Empagliflozin suppresses mitochondrial reactive oxygen species generation and mitigates the inducibility of atrial fibrillation in diabetic rats

Takuya Koizumi; Masaya Watanabe; Takashi Yokota; Masumi Tsuda; Haruka Handa; Jiro Koya; Kotaro Nishino; Daishiro Tatsuta; Hiroyuki Natsui; Takahide Kadosaka; Taro Koya; Motoki Nakao; Hikaru Hagiwara; Rui Kamada; Taro Temma; Shinya Tanaka; Toshihisa Anzai

doi:10.3389/fcvm.2023.1005408

Empagliflozin suppresses mitochondrial reactive oxygen species generation and mitigates the inducibility of atrial fibrillation in diabetic rats

Front Cardiovasc Med. 2023 Feb 6:10:1005408. doi: 10.3389/fcvm.2023.1005408. eCollection 2023.

Authors

Takuya Koizumi¹, Masaya Watanabe¹, Takashi Yokota², Masumi Tsuda³, Haruka Handa⁴, Jiro Koya¹, Kotaro Nishino¹, Daishiro Tatsuta¹, Hiroyuki Natsui¹, Takahide Kadosaka¹, Taro Koya¹, Motoki Nakao¹, Hikaru Hagiwara^{1

5}, Rui Kamada⁶, Taro Temma¹, Shinya Tanaka⁵, Toshihisa Anzai¹

Affiliations

¹ Department of Cardiovascular Medicine, Faculty of Medicine and Graduate School of Medicine, Hokkaido University, Sapporo, Japan.
² Institute of Health Science Innovation for Medical Care, Hokkaido University Hospital, Sapporo, Japan.
³ Department of Cancer Pathology, Faculty of Medicine and Graduate School of Medicine, Hokkaido University, Sapporo, Japan.
⁴ Department of Molecular Biology, Faculty of Medicine and Graduate School of Medicine, Hokkaido University, Sapporo, Japan.
⁵ Kushiro City General Hospital, Kushiro, Japan.
⁶ Hanaoka Seishu Memorial Hospital, Sapporo, Japan.

Abstract

Introduction: Recent studies have demonstrated that sodium-glucose co-transporter-2 inhibitors (SGLT2-i) reduce the risk of atrial fibrillation (AF) in patients with diabetes mellitus (DM), in which oxidative stress due to increased reactive oxygen species (ROS) contributes to the pathogenesis of AF. We aimed to further investigate this, and examine whether the SGLT2-i empagliflozin suppresses mitochondrial-ROS generation and mitigates fibrosis.

Methods: A high-fat diet and low-dose streptozotocin treatment were used to induce type-2 DM (T2DM) in Sprague-Dawley rats. The rats were randomly divided into three groups: control, DM, and DM treated with empagliflozin (30 mg/kg/day) for 8 weeks. The mitochondrial respiratory capacity and ROS generation in the atrial myocardium were measured using a high-resolution respirometer. Oxidative stress markers and protein expression related to mitochondrial biogenesis and dynamics as well as the mitochondrial morphology were examined in the atrial tissue. Additionally, mitochondrial function was examined in H9c2 cardiomyoblasts. Atrial tachyarrhythmia (ATA) inducibility, interatrial conduction time (IACT), and fibrosis were also measured.

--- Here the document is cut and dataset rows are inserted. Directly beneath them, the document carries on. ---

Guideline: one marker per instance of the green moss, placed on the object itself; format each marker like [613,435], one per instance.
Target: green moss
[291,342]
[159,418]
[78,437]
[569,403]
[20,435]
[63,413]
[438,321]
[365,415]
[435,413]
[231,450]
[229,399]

Results: Inducibility of ATA, fibrosis, and IACT were increased in rats with DM when compared to controls, all of which were restored by empagliflozin treatment. In addition, the rats with DM had increased mitochondrial-ROS with an impaired complex I-linked oxidative phosphorylation capacity. Importantly, empagliflozin seemed to ameliorate these impairments in mitochondrial function. Furthermore, empagliflozin reversed the decrease in phosphorylated AMPK expression and altered protein levels related to mitochondrial biogenesis and dynamics, and increased mitochondrial content. Empagliflozin also improved mitochondrial function in H9c2 cells cultured with high glucose medium.

Discussion: These data suggest that empagliflozin has a cardioprotective effect, at least in part, by reducing mitochondrial ROS generation through AMPK signaling pathways in the atrium of diabetic rats. This suggests that empagliflozin might suppress the development of AF in T2DM.

Keywords: SGLT2 inhibitor; diabetes; empagliflozin; mitochondria; reactive oxygen species.

Grants and funding

This work was partly supported by grants from the Japan Society for the Promotion of Science KAKENHI (Grant Nos.: 22K08197 to MW, 18K15874 to TT, and 19K17584 to RK). This study also supported by grants from Boehringer Ingelheim. Empagliflozin was also supplied by Boehringer Ingelheim. However, Boehringer Ingelheim had no role in data collection, analysis, or interpretation.